Request Context Binding#

Bind request context (trace ID, user ID) once per request; it is automatically included in all subsequent log calls.

import structlog
from fastapi import FastAPI, Request
import uuid

app = FastAPI()

@app.middleware("http")
async def log_requests(request: Request, call_next):
    request_id = request.headers.get("X-Request-ID") or str(uuid.uuid4())
    user_id = getattr(request.state, "user_id", None)

    # Bind context for all logs in this request
    structlog.contextvars.bind_contextvars(
        request_id=request_id,
        user_id=user_id,
        method=request.method,
        path=request.url.path,
    )

    log = structlog.get_logger()
    log.info("request_started")

    try:
        response = await call_next(request)
        log.info("request_completed", status_code=response.status_code)
        return response
    except Exception as e:
        log.error("request_failed", error=str(e), exc_info=True)
        raise
    finally:
        structlog.contextvars.clear_contextvars()

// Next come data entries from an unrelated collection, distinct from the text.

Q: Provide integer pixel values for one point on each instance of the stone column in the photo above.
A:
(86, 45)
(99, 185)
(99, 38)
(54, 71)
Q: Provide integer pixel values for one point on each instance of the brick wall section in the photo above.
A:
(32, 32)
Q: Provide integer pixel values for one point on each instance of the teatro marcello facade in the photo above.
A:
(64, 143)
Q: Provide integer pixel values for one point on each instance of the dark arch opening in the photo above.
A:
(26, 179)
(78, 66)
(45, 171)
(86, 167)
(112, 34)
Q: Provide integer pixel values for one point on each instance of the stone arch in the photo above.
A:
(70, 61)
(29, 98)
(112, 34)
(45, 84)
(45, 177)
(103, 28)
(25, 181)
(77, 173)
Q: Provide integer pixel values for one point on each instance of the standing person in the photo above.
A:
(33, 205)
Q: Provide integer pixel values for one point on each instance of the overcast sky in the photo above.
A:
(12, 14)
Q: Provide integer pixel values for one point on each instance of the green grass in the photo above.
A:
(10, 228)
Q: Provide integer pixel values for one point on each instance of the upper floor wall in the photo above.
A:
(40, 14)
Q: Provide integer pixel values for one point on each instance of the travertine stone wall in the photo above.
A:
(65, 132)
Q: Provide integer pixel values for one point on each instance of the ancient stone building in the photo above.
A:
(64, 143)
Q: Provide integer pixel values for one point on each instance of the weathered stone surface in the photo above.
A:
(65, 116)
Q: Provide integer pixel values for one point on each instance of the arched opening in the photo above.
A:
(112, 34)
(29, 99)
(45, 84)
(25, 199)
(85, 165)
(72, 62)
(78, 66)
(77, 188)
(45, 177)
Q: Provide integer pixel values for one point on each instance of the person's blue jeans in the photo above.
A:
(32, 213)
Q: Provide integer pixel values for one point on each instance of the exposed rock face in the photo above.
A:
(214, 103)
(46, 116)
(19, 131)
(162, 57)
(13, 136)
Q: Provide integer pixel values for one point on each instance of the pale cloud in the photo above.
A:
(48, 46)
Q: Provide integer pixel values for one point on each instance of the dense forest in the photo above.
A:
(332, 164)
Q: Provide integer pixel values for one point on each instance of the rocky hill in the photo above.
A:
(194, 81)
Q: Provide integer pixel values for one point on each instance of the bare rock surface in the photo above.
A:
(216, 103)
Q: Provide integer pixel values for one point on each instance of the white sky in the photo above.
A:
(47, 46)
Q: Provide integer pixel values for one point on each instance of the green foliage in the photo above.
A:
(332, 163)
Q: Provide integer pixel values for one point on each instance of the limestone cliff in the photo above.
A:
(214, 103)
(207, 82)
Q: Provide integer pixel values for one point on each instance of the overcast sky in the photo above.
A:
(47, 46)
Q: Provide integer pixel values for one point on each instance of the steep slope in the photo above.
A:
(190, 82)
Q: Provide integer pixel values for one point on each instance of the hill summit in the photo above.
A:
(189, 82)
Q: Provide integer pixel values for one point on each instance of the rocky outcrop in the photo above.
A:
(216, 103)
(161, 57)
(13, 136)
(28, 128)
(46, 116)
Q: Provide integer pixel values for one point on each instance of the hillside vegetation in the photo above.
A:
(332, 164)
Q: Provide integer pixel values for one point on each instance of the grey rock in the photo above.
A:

Log Levels: When to Use Each#

log = structlog.get_logger()

# DEBUG: detailed diagnostic info — disabled in production
log.debug("cache_lookup", key="user:42", hit=False)

# INFO: normal operations worth recording
log.info("user_logged_in", user_id=42)
log.info("payment_processed", order_id=123, amount=99.99)

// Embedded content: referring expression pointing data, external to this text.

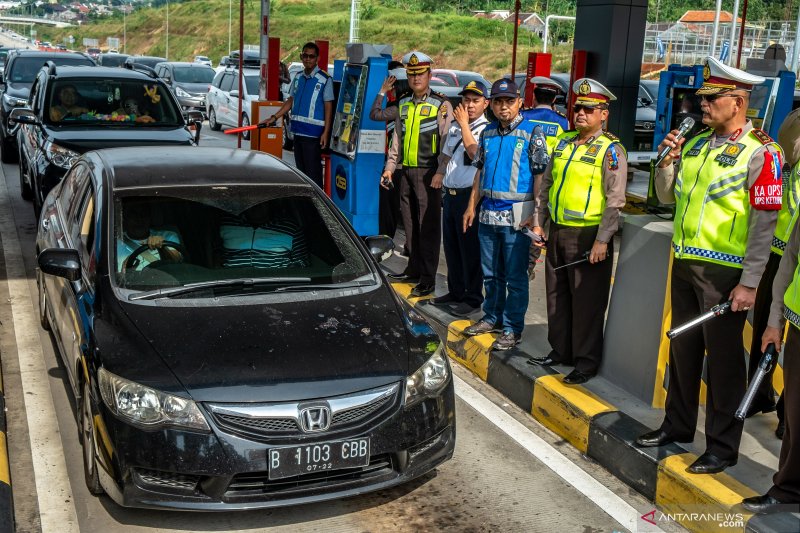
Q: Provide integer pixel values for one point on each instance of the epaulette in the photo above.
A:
(762, 136)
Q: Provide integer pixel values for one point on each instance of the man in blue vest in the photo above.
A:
(311, 104)
(511, 153)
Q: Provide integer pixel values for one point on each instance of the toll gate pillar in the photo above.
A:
(612, 32)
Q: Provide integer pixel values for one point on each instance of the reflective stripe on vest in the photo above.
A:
(787, 216)
(506, 175)
(420, 131)
(712, 203)
(576, 196)
(308, 108)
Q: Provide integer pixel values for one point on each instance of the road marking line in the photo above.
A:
(613, 505)
(53, 490)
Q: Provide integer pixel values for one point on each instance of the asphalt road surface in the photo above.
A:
(508, 474)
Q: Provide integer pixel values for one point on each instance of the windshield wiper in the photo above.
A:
(326, 287)
(192, 287)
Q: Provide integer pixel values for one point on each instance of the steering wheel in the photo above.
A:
(132, 259)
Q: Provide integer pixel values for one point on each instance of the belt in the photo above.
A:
(455, 192)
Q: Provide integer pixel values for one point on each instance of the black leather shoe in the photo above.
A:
(762, 504)
(708, 463)
(577, 377)
(403, 277)
(421, 290)
(654, 438)
(760, 408)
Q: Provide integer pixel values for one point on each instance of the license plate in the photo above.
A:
(309, 458)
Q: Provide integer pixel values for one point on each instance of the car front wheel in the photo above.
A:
(87, 440)
(212, 120)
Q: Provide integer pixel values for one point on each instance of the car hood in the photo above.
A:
(82, 139)
(294, 349)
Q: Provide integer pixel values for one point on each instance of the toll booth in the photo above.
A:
(358, 144)
(770, 102)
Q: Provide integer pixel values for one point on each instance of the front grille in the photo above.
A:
(259, 483)
(167, 479)
(261, 425)
(356, 414)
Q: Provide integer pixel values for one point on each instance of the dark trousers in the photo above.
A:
(421, 210)
(461, 250)
(765, 395)
(577, 297)
(308, 157)
(786, 482)
(696, 287)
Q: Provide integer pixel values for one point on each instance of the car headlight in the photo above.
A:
(146, 407)
(13, 101)
(60, 156)
(429, 380)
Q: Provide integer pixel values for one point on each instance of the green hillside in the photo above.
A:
(200, 27)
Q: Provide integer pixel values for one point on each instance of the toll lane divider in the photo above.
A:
(700, 503)
(6, 498)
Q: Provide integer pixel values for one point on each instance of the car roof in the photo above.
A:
(169, 166)
(101, 72)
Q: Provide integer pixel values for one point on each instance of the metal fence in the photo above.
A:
(689, 44)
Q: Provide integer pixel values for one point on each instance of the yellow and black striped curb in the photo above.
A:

# WARNING: unexpected but handled situation
log.warning("rate_limit_approaching", user_id=42, requests_remaining=5)
log.warning("config_value_missing", key="FEATURE_FLAG_X", using_default=True)

# ERROR: operation failed, requires attention
log.error("payment_failed", order_id=123, error="CARD_DECLINED", exc_info=True)

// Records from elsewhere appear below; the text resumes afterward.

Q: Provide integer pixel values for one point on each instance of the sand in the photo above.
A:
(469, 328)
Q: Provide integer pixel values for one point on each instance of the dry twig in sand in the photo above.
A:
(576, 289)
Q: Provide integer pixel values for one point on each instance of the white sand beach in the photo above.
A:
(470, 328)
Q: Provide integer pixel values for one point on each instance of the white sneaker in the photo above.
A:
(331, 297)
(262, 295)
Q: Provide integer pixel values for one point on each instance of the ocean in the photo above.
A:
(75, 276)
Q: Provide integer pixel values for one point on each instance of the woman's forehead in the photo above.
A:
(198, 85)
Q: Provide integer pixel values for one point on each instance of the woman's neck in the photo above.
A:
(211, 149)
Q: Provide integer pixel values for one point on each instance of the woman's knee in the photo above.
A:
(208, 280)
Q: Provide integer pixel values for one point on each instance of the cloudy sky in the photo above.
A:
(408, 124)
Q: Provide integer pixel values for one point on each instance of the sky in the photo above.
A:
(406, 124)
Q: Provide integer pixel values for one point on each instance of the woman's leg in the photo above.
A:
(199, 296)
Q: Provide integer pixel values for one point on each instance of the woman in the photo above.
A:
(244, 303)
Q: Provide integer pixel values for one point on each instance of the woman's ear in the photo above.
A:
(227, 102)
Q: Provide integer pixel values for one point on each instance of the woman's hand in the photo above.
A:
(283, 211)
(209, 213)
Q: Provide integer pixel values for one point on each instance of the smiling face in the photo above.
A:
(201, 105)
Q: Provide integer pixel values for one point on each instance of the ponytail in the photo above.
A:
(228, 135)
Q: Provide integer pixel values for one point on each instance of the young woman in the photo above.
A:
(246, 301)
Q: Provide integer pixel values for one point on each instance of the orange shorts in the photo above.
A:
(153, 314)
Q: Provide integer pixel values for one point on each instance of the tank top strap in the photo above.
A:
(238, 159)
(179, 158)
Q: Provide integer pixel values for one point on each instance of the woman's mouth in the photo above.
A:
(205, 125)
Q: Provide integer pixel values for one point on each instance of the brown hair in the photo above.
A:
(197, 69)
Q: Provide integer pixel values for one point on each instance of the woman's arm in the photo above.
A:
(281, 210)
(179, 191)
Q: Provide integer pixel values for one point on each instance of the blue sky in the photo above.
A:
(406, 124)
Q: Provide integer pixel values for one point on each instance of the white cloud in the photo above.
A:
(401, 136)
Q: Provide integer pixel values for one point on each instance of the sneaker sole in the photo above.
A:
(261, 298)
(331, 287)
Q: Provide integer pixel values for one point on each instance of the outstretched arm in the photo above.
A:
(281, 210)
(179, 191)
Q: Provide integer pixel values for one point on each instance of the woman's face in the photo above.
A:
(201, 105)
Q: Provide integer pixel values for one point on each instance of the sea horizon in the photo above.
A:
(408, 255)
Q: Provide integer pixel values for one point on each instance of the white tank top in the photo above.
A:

# CRITICAL: system is unusable
log.critical("database_unavailable", retries=5)

What to Log#

Always log:

# External calls (with duration)
import time

start = time.monotonic()
result = await external_api.call()
duration_ms = (time.monotonic() - start) * 1000
log.info("external_api_called", service="payment", duration_ms=round(duration_ms, 2))

# State transitions
log.info("order_status_changed", order_id=123, from_status="pending", to_status="completed")

# Errors with context
try:
    process_order(order)
except Exception:
    log.error("order_processing_failed", order_id=order.id, exc_info=True)
    raise

Never log:

# NEVER log sensitive data
log.info("user_authenticated", password=password)        # WRONG
log.info("card_charged", card_number=card.number)       # WRONG
log.info("api_call", authorization_header=headers["Authorization"])  # WRONG

# Safe: log only non-sensitive identifiers
log.info("user_authenticated", user_id=user.id)
log.info("card_charged", card_last_four=card.number[-4:])

Log Sampling for High-Volume Events#

import random

def should_sample(rate: float = 0.01) -> bool:
    """Sample rate: 0.01 = log 1% of events."""
    return random.random() < rate

# For very high-frequency events, sample to avoid log volume
if should_sample(0.001):  # 0.1% of requests
    log.debug("cache_hit", key=key)

Correlation with Distributed Tracing#

from opentelemetry import trace

log = structlog.get_logger()

def get_trace_context() -> dict:
    span = trace.get_current_span()
    if span.is_recording():
        ctx = span.get_span_context()
        return {
            "trace_id": format(ctx.trace_id, "032x"),
            "span_id": format(ctx.span_id, "016x"),
        }
    return {}

# Bind trace context to all logs
structlog.contextvars.bind_contextvars(**get_trace_context())

Conclusion#

Use structured (JSON) logging with a library like structlog. Bind request context once per request — trace ID, user ID, request path. Use log levels correctly: INFO for normal operations, ERROR for failures, DEBUG for development. Never log passwords, tokens, or PII. Sample high-frequency debug logs rather than disabling them entirely.